Dostoevsky’s politics were such, Freud had archly commented, that “lesser minds have reached with smaller effort,” Although Frank is unremittingly hard on the founder of psychoanalysis, one should admit that Freud’s choice of The Brother’s Karamazov as his favorite novel represented an overcoming of Freud’s own values. As an Austrian Jew, Freud could not share Dostoevsky’s kind of patriotism, nor could he appreciate Dostoevsky as a believing Christian. Freud might have seen in Dostoevsky an admirable kind of radical skepticism, but he could never have shared the Russian’s Christian convictions. Dostoevsky’s remark that he would “prefer to remain with Christ rather than with the truth” was antithetical to Freud’s whole orientation.
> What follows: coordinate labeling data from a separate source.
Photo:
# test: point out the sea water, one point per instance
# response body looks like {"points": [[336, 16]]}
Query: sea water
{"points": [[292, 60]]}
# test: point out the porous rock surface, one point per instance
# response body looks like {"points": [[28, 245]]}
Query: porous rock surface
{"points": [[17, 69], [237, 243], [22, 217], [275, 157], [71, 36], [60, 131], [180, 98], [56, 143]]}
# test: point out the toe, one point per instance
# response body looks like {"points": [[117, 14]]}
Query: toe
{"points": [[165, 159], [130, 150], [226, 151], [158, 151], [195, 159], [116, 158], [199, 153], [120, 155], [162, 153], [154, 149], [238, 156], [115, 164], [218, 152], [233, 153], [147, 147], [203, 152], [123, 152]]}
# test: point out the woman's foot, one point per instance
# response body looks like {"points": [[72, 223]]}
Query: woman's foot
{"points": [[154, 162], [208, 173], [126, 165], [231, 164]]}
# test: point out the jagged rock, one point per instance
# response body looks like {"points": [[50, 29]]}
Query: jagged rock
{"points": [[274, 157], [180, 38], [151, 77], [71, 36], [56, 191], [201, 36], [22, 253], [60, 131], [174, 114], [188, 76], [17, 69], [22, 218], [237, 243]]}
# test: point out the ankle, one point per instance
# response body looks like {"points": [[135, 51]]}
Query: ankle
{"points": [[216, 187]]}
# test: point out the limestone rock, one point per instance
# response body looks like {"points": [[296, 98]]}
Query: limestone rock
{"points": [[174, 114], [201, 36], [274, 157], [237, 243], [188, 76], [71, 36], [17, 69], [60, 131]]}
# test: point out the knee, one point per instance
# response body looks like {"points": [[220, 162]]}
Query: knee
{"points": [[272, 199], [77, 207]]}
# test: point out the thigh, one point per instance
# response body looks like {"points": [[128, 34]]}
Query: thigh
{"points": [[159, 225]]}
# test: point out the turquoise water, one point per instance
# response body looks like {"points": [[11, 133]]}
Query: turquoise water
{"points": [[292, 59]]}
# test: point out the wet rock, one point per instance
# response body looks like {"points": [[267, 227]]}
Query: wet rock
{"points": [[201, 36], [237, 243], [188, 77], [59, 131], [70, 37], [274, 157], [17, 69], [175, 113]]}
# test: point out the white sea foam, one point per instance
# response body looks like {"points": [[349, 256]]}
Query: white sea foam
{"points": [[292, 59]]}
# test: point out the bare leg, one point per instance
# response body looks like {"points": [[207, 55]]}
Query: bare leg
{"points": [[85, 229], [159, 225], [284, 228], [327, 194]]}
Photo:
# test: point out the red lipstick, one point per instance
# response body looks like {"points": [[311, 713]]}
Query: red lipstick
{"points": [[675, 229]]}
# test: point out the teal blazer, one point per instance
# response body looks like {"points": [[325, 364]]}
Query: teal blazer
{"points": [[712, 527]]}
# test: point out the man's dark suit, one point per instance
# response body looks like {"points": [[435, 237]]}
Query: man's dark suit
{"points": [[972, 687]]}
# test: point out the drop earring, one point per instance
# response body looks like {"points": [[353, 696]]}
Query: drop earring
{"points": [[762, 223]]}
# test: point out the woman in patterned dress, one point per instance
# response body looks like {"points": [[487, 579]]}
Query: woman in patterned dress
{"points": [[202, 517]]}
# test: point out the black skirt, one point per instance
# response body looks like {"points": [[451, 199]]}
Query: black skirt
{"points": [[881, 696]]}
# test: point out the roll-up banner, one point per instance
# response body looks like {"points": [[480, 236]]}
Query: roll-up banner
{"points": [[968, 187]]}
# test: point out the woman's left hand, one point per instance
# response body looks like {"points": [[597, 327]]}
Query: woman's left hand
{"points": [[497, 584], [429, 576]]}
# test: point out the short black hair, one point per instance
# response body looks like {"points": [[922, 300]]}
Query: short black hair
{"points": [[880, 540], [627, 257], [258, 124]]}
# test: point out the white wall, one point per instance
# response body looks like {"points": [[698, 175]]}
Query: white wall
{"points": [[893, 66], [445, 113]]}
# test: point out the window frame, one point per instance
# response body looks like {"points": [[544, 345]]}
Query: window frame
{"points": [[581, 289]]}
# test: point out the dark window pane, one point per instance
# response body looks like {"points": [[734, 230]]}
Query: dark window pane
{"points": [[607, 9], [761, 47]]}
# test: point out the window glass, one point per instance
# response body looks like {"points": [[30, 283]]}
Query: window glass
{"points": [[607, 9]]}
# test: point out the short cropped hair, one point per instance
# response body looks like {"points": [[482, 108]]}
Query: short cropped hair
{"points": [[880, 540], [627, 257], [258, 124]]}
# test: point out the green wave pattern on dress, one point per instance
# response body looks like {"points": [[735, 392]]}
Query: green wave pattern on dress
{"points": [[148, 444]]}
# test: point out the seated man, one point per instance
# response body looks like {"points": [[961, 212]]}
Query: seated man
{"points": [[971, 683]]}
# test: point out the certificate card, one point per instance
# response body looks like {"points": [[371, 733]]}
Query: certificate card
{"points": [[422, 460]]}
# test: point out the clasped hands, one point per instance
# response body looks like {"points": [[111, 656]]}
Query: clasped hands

Dostoevsky’s beliefs were not as eccentric as they might seem. Frank performs a notable service in showing how he was part of the dominant trend in Russian intellectual life at the time. Literature and criticism were then, as they still are now in the Soviet Union, a political enterprise.

In Dostoevsky’s life, as in the characters in his works, egoism is a dreaded fear. He especially assailed selfishness when it was garbed in noble ideals. Human beings were all too capable of self-intoxication, and ideology could allow the nastiest of actions. These volumes of Frank’s are so captivating partly because of Dostoevsky’s moral and psychological genius. “A base soul escaping from oppression becomes an oppressor.” Those who are humiliated have an instinctive impulse to hit back, illustrating, in Frank’s words, how egoism can be “so self-absorbed as to be incapable of forgiveness or even of mercy.” Dostoevsky’s work illustrates repeatedly how resentments can explode from the deepest parts of the human psyche.The Seeds of Revolt and The Years of Ordeal have laid the groundwork for Dostoevsky’s later and greatest books. Vol. II ends with Dostoevsky’s return to Russia, ten years after he had left as a prisoner in shackles.

Seven years have elapsed since the publication of The Seeds of Revolt; one can only hope that we will not have to wait so long for Vol. III of Frank’s great biography.